Why birds? Birds are found all over the planet. Many species require specific habitats, resources and environmental conditions. They're excellent indicators of natural systems and ecosystems. People around the world love birds. This means they're eager to participate in data collection, particularly when the right incentives are there. They're also generally receptive to using these data in decision-making. There's now more information available on the distribution, abundance, status and trends of birds than any other taxonomic group.
It's the union of these two ideas, birds and citizen science, that gave rise to eBird. People know a lot about what's happening in their backyards. They know what's happening on their farms. They know what's happening in their forests. However, that information isn't always available to decision-makers. That gap between local knowledge and decision-makers leads to a lot of problems that you're all familiar with.
You can think of eBird as a solution for bridging that gap. Our challenge is to figure out how to reward the contribution of local knowledge to provide structure to these data so that they can be used to answer questions and have the most impact. Then it's to archive, freely share and power new data-driven approaches to science, conservation and education. Said another way, we meet local communities where they are and work with them to codevelop technology to drive global impact.

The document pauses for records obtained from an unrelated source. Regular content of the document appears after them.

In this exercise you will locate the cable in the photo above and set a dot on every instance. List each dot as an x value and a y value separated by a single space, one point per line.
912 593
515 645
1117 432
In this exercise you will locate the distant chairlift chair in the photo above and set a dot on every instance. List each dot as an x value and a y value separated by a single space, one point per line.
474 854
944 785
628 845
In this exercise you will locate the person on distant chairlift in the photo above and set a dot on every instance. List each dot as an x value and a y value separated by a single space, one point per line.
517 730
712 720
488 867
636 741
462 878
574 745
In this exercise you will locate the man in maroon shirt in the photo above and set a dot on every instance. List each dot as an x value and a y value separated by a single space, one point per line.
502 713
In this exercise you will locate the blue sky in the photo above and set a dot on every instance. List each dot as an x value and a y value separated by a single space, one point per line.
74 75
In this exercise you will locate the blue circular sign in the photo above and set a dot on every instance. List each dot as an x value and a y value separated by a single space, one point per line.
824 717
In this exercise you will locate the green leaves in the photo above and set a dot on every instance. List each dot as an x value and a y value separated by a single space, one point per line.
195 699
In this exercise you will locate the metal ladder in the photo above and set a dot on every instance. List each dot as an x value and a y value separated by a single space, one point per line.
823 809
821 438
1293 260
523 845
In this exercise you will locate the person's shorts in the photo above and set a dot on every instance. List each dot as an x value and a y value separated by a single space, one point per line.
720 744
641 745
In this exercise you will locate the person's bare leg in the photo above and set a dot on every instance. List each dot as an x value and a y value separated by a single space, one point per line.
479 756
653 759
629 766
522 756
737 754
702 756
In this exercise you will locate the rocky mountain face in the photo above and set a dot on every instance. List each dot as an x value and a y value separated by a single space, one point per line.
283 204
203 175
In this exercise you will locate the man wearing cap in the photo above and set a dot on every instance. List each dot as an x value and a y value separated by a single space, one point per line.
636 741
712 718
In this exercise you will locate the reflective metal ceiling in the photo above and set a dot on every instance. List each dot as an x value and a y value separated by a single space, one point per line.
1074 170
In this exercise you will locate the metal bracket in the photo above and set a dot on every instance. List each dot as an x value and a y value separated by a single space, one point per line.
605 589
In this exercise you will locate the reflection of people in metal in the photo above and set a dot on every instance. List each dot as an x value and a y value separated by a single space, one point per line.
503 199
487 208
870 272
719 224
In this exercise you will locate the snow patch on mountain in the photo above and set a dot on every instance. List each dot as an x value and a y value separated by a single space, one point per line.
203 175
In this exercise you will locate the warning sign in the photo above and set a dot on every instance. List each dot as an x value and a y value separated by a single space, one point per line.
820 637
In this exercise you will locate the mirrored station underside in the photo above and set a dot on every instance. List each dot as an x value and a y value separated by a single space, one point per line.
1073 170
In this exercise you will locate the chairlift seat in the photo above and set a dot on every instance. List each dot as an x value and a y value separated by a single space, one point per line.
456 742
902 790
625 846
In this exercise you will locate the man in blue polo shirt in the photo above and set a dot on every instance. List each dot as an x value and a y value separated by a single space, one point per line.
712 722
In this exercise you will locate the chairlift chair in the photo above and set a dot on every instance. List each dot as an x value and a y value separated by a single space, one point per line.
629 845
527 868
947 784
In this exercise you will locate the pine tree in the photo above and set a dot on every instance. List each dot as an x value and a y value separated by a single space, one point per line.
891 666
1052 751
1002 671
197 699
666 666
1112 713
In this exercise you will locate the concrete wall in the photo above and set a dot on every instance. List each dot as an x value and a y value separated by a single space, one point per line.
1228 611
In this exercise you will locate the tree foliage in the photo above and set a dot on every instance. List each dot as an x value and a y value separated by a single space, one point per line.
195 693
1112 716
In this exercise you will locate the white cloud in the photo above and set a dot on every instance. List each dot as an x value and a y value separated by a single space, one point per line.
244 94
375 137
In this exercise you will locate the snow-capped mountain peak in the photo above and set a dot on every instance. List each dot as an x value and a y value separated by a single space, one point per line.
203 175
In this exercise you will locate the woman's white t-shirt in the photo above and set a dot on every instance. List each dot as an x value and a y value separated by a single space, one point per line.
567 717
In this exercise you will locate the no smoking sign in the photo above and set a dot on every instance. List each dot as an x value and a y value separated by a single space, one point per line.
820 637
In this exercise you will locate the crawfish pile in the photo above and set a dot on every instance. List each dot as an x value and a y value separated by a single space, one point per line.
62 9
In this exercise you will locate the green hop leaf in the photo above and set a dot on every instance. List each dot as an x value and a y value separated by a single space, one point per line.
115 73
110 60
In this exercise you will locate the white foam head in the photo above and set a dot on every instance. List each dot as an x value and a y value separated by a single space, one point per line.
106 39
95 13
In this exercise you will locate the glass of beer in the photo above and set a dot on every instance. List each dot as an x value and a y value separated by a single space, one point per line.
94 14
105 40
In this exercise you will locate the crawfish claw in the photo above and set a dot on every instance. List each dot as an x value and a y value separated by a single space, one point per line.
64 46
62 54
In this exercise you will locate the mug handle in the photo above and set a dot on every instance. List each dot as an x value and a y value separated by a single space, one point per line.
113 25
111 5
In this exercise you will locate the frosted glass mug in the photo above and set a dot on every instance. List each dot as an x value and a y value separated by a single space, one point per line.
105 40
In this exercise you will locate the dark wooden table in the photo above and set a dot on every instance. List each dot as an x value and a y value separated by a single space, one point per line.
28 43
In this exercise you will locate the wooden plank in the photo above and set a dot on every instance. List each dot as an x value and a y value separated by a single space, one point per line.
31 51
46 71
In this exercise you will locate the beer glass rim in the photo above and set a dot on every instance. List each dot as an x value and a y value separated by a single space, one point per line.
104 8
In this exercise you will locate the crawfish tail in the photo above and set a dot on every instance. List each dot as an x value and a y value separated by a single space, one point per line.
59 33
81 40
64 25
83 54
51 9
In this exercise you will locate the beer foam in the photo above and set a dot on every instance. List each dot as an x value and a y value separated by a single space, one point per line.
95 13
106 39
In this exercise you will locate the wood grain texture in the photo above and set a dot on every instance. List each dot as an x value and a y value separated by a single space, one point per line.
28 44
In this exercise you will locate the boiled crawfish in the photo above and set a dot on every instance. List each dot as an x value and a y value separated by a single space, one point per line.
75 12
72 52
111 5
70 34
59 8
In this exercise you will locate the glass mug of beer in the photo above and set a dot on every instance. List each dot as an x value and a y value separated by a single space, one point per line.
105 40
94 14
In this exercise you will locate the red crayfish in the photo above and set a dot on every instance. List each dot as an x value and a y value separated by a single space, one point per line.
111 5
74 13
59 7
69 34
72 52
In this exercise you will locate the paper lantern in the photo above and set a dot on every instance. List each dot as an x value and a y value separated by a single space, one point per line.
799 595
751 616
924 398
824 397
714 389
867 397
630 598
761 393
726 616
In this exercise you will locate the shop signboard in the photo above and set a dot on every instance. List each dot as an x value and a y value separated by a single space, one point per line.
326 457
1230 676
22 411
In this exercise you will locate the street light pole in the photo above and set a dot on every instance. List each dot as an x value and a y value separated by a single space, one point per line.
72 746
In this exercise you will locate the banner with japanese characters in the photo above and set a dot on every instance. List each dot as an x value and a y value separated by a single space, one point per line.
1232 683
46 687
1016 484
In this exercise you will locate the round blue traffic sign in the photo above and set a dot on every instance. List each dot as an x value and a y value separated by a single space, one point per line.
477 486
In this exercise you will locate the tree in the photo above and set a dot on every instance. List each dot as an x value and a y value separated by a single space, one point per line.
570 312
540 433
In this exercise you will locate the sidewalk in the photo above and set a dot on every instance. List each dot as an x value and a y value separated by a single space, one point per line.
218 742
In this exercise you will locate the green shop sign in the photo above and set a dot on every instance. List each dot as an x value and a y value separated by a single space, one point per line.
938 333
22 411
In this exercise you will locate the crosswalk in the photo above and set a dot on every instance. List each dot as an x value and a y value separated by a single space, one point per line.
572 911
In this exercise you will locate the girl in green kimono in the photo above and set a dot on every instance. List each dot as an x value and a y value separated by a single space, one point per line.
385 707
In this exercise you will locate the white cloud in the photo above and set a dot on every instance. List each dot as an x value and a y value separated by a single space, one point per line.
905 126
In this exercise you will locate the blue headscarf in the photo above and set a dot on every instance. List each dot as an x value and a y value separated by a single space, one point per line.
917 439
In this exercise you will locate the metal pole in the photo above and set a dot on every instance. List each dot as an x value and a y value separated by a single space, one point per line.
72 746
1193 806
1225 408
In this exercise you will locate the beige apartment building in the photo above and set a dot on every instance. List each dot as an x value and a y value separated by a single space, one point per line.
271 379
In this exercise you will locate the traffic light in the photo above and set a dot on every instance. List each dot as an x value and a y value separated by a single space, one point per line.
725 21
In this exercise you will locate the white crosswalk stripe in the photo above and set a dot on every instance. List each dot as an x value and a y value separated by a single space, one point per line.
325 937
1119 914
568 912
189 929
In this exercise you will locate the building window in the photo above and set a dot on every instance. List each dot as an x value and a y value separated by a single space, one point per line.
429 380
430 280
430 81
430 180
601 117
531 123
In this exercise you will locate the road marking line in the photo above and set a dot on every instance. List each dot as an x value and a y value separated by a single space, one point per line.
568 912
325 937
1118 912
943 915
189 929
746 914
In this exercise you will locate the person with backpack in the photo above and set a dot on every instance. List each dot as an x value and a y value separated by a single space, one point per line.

Now eBird has grown into one of the largest biodiversity-related science projects in the world, with more than 225 million bird sightings last year alone and more than 1.4 billion records. Last year alone, one in 40 people in Canada visited the eBird website. To date, eBird data have been downloaded nearly a quarter of a million times. They've been incorporated into more than 550 scientific peer-reviewed publications.
The power of these data is beyond anything that I think we would have imagined when we began this project. It's unprecedented and powerful.
The background material that I provided shows some examples of this. We're now able to see where birds are across the planet literally every week of the year. That allows us precision to target action that meets multiple needs.
These data products from eBird now power conservation around the world, from local land trusts to federal policy, from action plans aimed at individual species to corporate sustainable agriculture policies. These data also increase engagement in understanding birds, as eBird powers Merlin, a bird identification app that we also manage at the lab of ornithology. It has more than five million users, including over 100,000 every month last year in Canada.
It's important to emphasize that the foundation for all of this work began with federal funding, particularly in the U.S. with the National Science Foundation and NASA. Federal support has been incredibly important for the early stages development of both of these projects—eBird and Merlin—in research for how to develop new machine learning and statistical approaches to model and understand these data, and also the long-term support of our cyber-infrastructure.
Thank you very much. I look forward to answering any questions.